The authors are grateful to Mourad Bouhadjar, Gaël Fourré, and Franck Blindauer, radiology technicians at the IHU Surgical Institute, for their valuable assistance in performing experimental procedures. The authors would also like to thank Nicolas Morin, animal care technician, and Rodrigo Carraro, senior veterinarian, for the careful follow-up of experimental subjects. Finally, the authors would like to acknowledge Christopher Burel, medical English reviewer, for his valuable help in proofreading the manuscript. This study was funded through internal resources originating from the IHU-Strasbourg Minimally Invasive Image-Guided Surgical Institute “Feasibility Study Research Grant” and received no corporate input.

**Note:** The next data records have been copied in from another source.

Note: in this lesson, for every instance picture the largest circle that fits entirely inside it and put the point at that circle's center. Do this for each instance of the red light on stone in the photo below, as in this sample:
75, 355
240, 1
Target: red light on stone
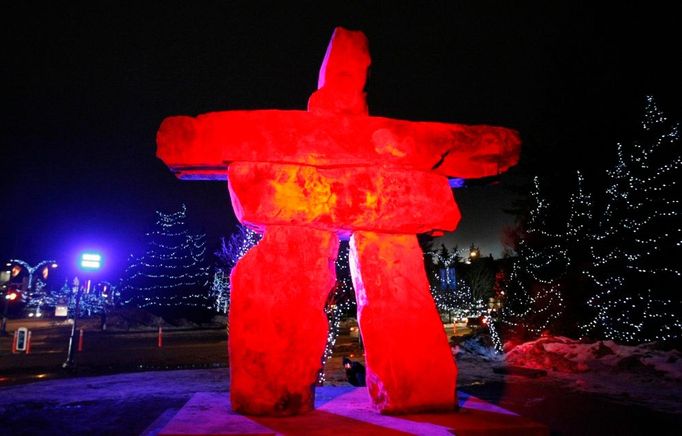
305, 176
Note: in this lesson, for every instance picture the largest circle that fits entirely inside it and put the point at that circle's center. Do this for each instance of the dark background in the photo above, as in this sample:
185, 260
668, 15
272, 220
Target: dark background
86, 85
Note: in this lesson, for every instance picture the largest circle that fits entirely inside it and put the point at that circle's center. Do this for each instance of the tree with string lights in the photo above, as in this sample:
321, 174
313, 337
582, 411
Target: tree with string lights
171, 277
231, 250
636, 249
533, 291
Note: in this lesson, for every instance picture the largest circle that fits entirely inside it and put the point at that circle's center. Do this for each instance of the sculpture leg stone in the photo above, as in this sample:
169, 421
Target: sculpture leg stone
278, 329
410, 367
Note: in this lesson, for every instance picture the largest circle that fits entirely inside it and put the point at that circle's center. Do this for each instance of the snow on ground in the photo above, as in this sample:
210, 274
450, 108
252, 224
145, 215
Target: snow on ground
642, 374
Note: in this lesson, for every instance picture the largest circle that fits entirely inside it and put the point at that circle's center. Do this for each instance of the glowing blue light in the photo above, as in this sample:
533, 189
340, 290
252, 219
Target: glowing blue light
456, 183
91, 261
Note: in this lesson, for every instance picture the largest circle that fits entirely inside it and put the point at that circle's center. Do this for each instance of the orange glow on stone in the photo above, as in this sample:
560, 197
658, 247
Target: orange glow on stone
302, 177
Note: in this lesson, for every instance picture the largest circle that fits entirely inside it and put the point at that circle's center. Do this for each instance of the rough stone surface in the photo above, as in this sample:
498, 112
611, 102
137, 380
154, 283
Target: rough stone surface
345, 199
278, 329
206, 144
395, 313
334, 168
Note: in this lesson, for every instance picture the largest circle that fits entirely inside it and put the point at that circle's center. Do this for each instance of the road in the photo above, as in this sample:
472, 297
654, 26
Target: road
120, 351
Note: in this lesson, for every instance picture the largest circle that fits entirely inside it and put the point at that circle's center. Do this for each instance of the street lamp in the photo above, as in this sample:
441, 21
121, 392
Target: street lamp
10, 296
44, 264
89, 262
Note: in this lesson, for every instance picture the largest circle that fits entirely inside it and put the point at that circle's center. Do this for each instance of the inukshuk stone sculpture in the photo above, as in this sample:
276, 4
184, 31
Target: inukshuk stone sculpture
305, 177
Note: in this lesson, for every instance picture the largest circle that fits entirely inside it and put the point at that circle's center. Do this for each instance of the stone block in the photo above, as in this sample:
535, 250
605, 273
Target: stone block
410, 367
278, 328
342, 199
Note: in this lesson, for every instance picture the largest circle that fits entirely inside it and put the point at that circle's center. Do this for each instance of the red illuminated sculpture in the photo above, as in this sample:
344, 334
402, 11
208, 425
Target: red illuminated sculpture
305, 177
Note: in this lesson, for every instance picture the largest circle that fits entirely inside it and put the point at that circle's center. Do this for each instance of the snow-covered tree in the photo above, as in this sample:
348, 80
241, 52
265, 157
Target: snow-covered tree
533, 294
231, 250
637, 248
171, 277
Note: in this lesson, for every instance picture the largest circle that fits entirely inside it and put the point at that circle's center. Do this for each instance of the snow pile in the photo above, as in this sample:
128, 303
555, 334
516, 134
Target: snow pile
479, 345
570, 356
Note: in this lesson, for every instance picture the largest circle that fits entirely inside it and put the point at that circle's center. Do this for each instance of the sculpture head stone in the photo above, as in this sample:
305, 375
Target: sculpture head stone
341, 84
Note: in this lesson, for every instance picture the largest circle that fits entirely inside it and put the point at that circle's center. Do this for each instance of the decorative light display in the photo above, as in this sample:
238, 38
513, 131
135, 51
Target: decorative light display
172, 273
340, 303
533, 292
636, 249
303, 176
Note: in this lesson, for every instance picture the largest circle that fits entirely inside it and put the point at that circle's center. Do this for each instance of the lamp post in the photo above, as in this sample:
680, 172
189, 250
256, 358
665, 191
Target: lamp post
88, 262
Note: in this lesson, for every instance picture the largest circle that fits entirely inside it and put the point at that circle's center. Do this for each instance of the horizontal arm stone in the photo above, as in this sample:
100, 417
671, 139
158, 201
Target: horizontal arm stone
342, 199
202, 147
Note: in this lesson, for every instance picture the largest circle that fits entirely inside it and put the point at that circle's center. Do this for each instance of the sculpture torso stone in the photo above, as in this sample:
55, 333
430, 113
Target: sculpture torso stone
301, 177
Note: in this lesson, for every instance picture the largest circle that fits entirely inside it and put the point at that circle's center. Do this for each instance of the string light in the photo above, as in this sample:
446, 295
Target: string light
172, 273
638, 241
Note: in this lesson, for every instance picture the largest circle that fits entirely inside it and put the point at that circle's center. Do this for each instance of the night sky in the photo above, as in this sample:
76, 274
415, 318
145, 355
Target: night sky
85, 87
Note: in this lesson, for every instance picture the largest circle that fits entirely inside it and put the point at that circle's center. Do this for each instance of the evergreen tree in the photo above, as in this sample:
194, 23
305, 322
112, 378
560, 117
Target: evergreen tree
533, 290
171, 278
637, 247
443, 281
231, 250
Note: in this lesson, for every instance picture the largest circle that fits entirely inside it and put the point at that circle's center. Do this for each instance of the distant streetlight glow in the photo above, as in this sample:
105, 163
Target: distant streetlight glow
91, 261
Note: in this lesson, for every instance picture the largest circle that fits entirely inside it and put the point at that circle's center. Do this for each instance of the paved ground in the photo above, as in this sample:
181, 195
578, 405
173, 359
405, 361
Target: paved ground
129, 403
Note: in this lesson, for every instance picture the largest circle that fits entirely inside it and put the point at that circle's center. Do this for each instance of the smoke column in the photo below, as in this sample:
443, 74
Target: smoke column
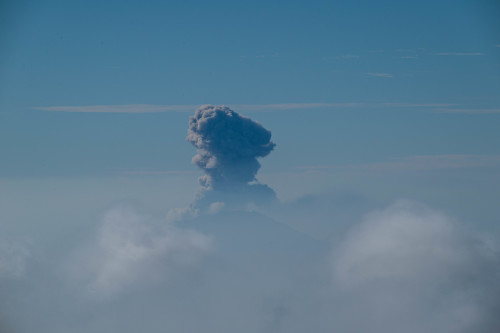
228, 147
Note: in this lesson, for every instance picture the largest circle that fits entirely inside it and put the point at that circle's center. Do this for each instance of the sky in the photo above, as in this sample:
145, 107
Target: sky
381, 114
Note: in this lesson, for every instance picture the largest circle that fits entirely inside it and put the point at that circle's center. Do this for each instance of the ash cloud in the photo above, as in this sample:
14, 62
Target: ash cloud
229, 145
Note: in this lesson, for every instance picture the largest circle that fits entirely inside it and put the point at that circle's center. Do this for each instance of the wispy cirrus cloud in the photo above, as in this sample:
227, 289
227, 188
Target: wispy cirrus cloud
470, 111
385, 75
465, 54
120, 108
417, 163
150, 108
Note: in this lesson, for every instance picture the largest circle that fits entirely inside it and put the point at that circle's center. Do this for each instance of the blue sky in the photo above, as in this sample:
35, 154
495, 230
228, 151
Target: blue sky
425, 76
386, 118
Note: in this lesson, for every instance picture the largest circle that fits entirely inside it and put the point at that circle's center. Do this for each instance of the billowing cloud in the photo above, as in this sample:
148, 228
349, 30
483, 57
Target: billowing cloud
132, 248
229, 145
13, 257
410, 268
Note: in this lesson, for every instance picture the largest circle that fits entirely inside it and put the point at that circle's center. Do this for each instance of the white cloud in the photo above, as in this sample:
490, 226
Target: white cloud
466, 54
385, 75
410, 268
133, 249
13, 257
149, 108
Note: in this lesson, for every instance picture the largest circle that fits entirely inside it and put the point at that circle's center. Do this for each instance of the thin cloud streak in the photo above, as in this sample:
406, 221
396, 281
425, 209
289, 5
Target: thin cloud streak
417, 163
120, 108
156, 172
385, 75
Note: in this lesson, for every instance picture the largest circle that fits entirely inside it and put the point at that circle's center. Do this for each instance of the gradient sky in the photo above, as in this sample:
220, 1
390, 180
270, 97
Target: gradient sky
425, 75
368, 102
355, 93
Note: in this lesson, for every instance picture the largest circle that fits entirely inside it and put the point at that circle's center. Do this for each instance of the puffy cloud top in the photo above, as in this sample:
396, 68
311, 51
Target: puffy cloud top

Coils used in this study were kindly provided by Penumbra, Inc., which was not involved in the study design or data acquisition.

Conflict of Interest

Michele Diana, Raoul Pop, Rémy Beaujeux, Bernard Dallemagne, Peter Halvax, Isabel Schlagowski, Yu-Yin Liu, Pierre Diemunsch, Bernard Geny, Veronique Lindner, and Jacques Marescaux have no conflicts of interest.

Animal Rights Statement

All applicable institutional and national guidelines for the care and use of animals were followed.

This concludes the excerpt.